Cette matrice n'exempte pas le travail de sécurisation d'une démarche de Crowdsourcing (gestion des risques, sélection de la plateforme adéquate, évaluation des bénéfices attendus), ni la nécessaire gestion du changement accompagnant l'arrivée d'une innovation radicale, d'un nouveau modèle d'opérations voire d'un business model en rupture avec les pratiques passées.
Lire la suite en page 3 : les compétences de l'acheteur 3.0
D. A : Enfin, quelles sont les compétences de l'acheteur 3.0?
L'acheteur d'aujourd'hui est déjà un acteur quotidien de la transformation de l'entreprise. Il s'agit, selon moi, d'assumer les qualités intrinsèques que sa fonction exige, en les approfondissant au maximum.

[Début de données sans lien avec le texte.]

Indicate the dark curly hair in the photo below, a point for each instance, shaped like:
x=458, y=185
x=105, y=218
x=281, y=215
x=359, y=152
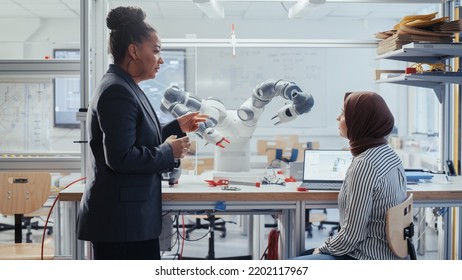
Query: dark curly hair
x=127, y=26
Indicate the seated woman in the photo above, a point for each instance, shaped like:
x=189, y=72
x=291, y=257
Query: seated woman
x=374, y=182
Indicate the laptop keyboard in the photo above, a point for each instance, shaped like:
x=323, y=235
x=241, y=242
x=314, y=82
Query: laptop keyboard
x=321, y=186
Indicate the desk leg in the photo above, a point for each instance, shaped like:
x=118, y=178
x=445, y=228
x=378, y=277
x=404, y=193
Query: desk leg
x=459, y=233
x=447, y=236
x=259, y=244
x=287, y=240
x=422, y=216
x=70, y=245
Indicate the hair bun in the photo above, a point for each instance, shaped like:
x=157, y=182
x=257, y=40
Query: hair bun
x=123, y=16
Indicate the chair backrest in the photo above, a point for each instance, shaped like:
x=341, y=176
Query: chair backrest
x=23, y=192
x=398, y=220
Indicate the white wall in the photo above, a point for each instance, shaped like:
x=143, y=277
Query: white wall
x=338, y=70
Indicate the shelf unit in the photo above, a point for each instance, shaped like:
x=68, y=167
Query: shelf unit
x=425, y=53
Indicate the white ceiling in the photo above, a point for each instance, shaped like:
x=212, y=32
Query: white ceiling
x=234, y=9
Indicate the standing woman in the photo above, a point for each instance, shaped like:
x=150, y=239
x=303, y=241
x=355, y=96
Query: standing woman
x=121, y=208
x=374, y=182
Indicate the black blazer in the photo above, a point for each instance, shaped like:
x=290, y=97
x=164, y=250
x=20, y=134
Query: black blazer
x=122, y=198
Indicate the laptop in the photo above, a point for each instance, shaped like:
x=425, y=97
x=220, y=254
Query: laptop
x=325, y=169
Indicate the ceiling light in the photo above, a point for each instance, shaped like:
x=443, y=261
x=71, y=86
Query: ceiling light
x=211, y=8
x=296, y=11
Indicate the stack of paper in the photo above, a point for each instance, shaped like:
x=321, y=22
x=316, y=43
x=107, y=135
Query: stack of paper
x=418, y=29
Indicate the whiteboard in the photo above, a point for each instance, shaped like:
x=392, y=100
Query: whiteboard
x=326, y=73
x=26, y=116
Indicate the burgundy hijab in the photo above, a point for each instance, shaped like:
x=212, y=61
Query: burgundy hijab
x=368, y=120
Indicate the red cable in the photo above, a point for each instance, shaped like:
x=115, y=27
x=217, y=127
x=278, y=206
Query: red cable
x=180, y=257
x=49, y=214
x=273, y=245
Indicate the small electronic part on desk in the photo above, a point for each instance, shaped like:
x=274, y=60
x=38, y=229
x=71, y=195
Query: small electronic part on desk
x=230, y=188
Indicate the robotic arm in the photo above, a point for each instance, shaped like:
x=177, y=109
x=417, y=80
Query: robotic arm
x=236, y=126
x=265, y=92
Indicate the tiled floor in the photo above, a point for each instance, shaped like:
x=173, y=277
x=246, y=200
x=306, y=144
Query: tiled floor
x=235, y=243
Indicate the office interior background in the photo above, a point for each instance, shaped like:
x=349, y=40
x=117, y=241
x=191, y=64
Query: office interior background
x=53, y=53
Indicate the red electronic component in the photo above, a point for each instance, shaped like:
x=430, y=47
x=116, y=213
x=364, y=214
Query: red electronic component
x=221, y=182
x=410, y=70
x=290, y=179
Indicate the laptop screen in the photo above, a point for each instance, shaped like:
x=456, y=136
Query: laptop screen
x=326, y=165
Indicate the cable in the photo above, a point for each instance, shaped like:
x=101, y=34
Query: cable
x=273, y=245
x=49, y=214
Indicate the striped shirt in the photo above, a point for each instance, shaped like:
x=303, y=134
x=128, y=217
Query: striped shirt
x=374, y=182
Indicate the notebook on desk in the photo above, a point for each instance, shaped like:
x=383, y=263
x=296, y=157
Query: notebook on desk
x=325, y=169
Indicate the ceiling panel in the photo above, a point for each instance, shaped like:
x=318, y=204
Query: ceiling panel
x=234, y=10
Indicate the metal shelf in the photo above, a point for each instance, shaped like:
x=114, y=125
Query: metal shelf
x=426, y=53
x=40, y=68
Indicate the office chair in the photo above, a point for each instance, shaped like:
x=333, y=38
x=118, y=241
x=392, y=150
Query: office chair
x=400, y=229
x=22, y=193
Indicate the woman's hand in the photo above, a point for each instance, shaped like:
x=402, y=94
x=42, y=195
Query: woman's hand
x=190, y=122
x=180, y=146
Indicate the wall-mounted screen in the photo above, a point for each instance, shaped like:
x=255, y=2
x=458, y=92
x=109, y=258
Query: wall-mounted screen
x=66, y=93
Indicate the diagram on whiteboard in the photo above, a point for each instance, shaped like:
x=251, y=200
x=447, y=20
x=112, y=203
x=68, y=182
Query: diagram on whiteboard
x=26, y=116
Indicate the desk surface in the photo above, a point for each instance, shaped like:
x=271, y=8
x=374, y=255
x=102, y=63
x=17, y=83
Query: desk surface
x=193, y=188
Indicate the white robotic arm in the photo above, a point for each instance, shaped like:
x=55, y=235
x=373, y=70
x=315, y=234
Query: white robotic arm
x=266, y=91
x=235, y=127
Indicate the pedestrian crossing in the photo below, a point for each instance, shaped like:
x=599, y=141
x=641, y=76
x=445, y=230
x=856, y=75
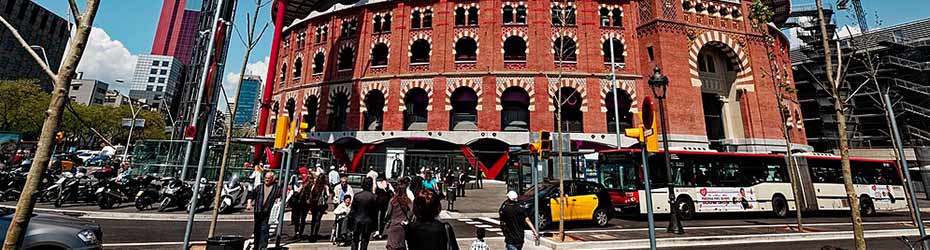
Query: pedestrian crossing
x=491, y=225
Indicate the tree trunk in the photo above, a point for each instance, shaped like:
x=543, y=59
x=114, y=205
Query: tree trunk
x=858, y=228
x=62, y=82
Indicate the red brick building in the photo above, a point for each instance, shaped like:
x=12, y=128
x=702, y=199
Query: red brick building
x=473, y=78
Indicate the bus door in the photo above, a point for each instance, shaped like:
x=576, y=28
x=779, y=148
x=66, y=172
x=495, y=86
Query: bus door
x=801, y=178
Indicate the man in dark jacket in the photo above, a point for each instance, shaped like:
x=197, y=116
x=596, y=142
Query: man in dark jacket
x=260, y=202
x=363, y=215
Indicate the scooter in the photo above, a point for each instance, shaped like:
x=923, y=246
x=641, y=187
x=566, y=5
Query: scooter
x=147, y=192
x=234, y=193
x=174, y=193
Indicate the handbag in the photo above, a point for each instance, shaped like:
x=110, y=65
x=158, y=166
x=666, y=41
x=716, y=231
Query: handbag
x=451, y=242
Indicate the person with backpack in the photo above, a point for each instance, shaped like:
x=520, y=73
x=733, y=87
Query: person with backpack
x=399, y=214
x=426, y=232
x=319, y=195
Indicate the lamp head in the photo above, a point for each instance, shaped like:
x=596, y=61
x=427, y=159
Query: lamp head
x=659, y=83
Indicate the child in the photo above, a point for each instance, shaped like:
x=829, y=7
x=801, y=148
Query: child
x=479, y=243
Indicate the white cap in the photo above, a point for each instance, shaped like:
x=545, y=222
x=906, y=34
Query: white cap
x=512, y=195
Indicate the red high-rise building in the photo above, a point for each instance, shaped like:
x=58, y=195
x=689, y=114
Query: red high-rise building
x=177, y=27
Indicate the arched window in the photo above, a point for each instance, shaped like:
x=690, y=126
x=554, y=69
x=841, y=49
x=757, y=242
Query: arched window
x=618, y=17
x=521, y=14
x=416, y=113
x=617, y=51
x=374, y=114
x=386, y=23
x=604, y=15
x=565, y=49
x=428, y=18
x=283, y=77
x=379, y=55
x=466, y=50
x=318, y=61
x=377, y=25
x=346, y=59
x=298, y=67
x=508, y=14
x=415, y=19
x=419, y=51
x=515, y=49
x=473, y=16
x=460, y=16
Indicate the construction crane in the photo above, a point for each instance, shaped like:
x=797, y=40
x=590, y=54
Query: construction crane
x=857, y=10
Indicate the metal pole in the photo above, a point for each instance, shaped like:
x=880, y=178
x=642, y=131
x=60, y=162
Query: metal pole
x=613, y=85
x=536, y=195
x=904, y=168
x=203, y=81
x=674, y=224
x=649, y=214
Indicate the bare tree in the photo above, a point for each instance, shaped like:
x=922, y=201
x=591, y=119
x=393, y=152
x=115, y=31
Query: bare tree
x=249, y=42
x=761, y=15
x=858, y=229
x=61, y=84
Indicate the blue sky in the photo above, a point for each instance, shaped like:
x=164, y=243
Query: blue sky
x=127, y=27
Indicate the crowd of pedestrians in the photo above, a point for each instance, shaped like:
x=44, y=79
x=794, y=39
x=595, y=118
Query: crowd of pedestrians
x=406, y=213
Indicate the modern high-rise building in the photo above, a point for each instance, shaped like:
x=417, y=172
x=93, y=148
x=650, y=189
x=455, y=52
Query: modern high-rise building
x=47, y=32
x=177, y=28
x=155, y=80
x=88, y=92
x=249, y=93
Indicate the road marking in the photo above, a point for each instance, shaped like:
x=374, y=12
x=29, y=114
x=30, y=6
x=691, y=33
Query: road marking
x=742, y=226
x=490, y=220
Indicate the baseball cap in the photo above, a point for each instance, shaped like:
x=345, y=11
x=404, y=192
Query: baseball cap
x=512, y=195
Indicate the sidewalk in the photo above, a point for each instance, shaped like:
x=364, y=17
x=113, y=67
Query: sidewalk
x=637, y=238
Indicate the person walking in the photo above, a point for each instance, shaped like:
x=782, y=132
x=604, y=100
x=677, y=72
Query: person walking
x=319, y=195
x=262, y=199
x=363, y=215
x=333, y=176
x=398, y=215
x=513, y=218
x=300, y=204
x=383, y=191
x=426, y=232
x=341, y=190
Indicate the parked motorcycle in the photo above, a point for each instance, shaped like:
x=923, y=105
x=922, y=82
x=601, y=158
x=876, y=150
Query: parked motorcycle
x=234, y=193
x=174, y=194
x=74, y=187
x=147, y=193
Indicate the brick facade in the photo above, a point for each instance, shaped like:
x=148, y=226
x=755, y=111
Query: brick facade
x=672, y=34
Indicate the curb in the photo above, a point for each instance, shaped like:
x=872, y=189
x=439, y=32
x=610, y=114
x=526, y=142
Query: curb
x=719, y=240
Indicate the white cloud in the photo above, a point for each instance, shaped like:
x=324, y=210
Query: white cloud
x=106, y=59
x=231, y=80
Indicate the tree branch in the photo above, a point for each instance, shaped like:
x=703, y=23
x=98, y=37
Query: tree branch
x=26, y=46
x=74, y=11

Il doit être marginal-sécant. Ce concept s'inspire des théories de Crozier et Friedberg (1977) dans leur ouvrage "L'acteur et le système". Le poste d'acheteur est "à la croisée des chemins" et des sphères de savoirs. Il incarne l'interface entre l'interne et l'externe, et est capable d'identifier les solutions distantes à des problèmes locaux.
L'acheteur doit être "maïeutique" ou "accoucheur des connaissances internes" au sens de Platon. Il pratique déjà l'élicitation des connaissances lorsqu'il aide les prescripteurs à exprimer leurs besoins dans un cahier des charges, mais il doit être encore plus précis et compréhensible du monde extérieur pour solliciter l'expertise adéquate lors d'une démarche d'appel ouvert à 360° comme le Crowdsourcing.
Il doit être également schumpeterien. Il est en quelque sorte le relai de la création destructrice comme évoqué par l'économiste Schumpeter, au sein de son entreprise. En effet le Crowdsourcing provoque une disruption sans précédent, pouvant créer de la concurrence interne, voire détruire un modèle d'affaires existant ; aussi il est crucial que l'acheteur s'approprie la stratégie moyen et long terme de son entreprise pour introduire à bon escient les changements, en alignement avec le business model de demain.
Enfin, cet acheteur 3.0 doit être connecté et intermédiateur, un " digital manager 2.0 ". L'uberisation annonce peut-être la fin du salariat pour un modèle social centré sur la tâche, pour une entreprise 3.0 plus collective et ouverte qu'aujourd'hui mais devant pour autant être plus attractive. Pour reprendre les termes de Joël de Rosnay, prospectiviste, conférencier et scientifique, "l'entreprise de demain est une plate-forme d'intelligence collective". Ainsi, le nouveau manager que l'acheteur intermédiateur pourrait incarner saura étendre et connecter l'entreprise au-delà de ses frontières en utilisant le collectif, et en motivant ce dernier à y produire le meilleur.